Yo tenía un profesor que definía la siesta como el yoga español. Este se llamaba Eloy y daba Historia del Arte en COU. No empezamos con buen bien porque me suspendió la primera evaluación, pero con el tiempo fuimos sintonizando. Creo que ayudó mi habilidad con el dibujo, tan mala como ahora, pero que siempre, como trampantojo, me permitió enseñar lo que en realidad no había. La anécdota surgió a raíz de unas fotocopias que repartió y contaban lo del Románico. Allí encontré un hueco y dibujé un monje y luego un obispo, con mitra y báculo, con la ayuda de un rotulador de aquellos de punta fina.
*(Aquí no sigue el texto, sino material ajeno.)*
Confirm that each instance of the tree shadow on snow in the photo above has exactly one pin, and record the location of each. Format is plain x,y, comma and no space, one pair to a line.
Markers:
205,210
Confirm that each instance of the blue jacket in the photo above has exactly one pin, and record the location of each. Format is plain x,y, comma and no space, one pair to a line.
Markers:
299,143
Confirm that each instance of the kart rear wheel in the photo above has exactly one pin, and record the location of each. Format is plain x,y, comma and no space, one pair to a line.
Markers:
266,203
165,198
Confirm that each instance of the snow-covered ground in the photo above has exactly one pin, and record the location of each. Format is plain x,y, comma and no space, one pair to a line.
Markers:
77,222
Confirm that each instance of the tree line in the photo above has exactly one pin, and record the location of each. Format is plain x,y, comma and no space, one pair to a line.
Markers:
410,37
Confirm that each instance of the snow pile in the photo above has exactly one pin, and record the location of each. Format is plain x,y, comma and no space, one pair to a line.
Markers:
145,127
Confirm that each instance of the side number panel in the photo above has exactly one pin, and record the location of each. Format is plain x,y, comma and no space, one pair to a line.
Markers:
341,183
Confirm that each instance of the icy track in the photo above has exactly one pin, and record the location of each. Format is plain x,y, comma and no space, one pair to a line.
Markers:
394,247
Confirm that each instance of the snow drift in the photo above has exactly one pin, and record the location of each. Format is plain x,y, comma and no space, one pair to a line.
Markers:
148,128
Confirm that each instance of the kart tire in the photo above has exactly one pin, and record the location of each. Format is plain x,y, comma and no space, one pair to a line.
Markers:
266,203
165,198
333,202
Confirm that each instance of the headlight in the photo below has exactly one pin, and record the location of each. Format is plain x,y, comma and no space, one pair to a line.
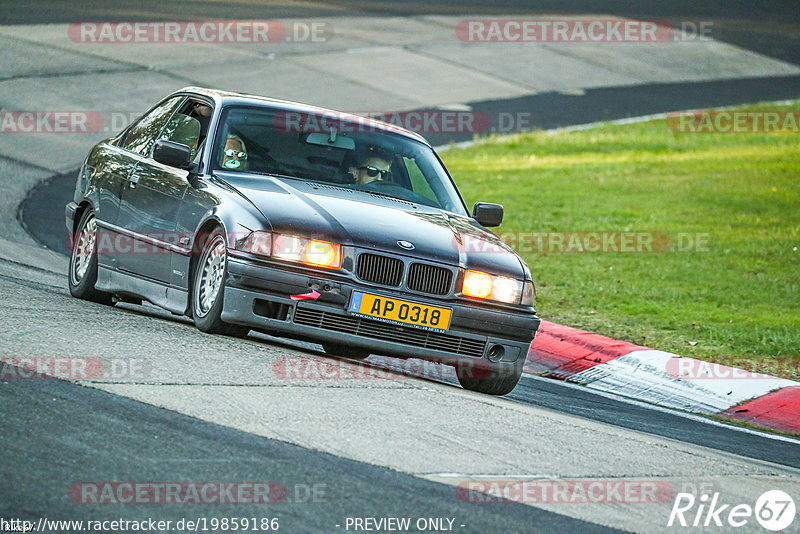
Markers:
486,286
291,248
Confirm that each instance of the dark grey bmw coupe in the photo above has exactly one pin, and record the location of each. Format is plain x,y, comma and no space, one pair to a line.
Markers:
249,213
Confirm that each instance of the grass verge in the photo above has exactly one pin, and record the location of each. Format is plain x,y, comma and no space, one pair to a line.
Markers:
727,286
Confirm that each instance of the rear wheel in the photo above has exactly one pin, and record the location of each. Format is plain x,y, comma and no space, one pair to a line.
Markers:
208,288
83,261
343,351
489,381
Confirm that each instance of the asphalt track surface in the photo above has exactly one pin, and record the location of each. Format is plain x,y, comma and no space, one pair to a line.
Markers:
58,433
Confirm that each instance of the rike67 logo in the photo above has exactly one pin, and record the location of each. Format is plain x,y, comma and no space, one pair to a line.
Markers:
774,510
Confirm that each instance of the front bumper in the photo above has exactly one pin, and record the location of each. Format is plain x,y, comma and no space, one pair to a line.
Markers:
259,296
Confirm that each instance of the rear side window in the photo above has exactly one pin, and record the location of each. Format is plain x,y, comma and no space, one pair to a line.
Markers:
142,135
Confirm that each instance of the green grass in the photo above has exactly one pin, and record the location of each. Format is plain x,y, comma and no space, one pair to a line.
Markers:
737,302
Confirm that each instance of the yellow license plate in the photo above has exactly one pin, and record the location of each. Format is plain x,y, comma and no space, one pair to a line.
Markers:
400,311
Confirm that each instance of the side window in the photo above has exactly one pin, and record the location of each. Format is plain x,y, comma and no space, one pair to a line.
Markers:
141,137
189,125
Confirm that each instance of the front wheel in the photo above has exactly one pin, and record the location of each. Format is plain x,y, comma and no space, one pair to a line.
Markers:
83,261
489,381
208,288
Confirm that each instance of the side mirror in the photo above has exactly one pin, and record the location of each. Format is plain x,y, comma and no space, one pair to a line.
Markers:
172,154
488,214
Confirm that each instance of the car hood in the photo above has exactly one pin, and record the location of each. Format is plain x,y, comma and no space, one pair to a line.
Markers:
364,220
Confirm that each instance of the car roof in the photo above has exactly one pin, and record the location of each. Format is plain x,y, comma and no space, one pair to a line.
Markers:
226,98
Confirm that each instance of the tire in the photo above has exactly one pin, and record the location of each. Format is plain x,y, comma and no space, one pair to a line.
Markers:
494,383
208,288
343,351
82,275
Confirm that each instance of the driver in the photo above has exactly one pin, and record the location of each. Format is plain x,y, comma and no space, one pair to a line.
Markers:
372,167
235,153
Por un azar del destino, Eloy tomó mi hoja y la usó de chuleta para dar la clase. Al describir a los intrusos, la perplejidad cundió entre los discípulos.
- Maestro, ¿dónde viene eso? - le preguntaron.
Para deshacer el equívoco tuve que confesar mi falta.
- Eso lo he dibujado yo.
Al maestro le sorprendió el trazo y rio la gracia.
Para otro día me encargó unos dibujos de las fachadas de Santa Marina y San Miguel, parroquias de Córdoba. Que esbocé in situ y entinté en casa. Con ellas hizo copias y las repartió entre los compañeros. Los originales se los guardó, no sé con qué propósito, supongo que bueno. Al pie de una de las fachadas, el aire se llevaba un papelote con mis iniciales. De entonces a que acabó el curso, siempre hubo oportunidad de charlar de arte y técnicas. Las notas mejoraron, y eso que había una compañera que me quitaba el sueño. Todo voló, como mi firma en un papel dibujado.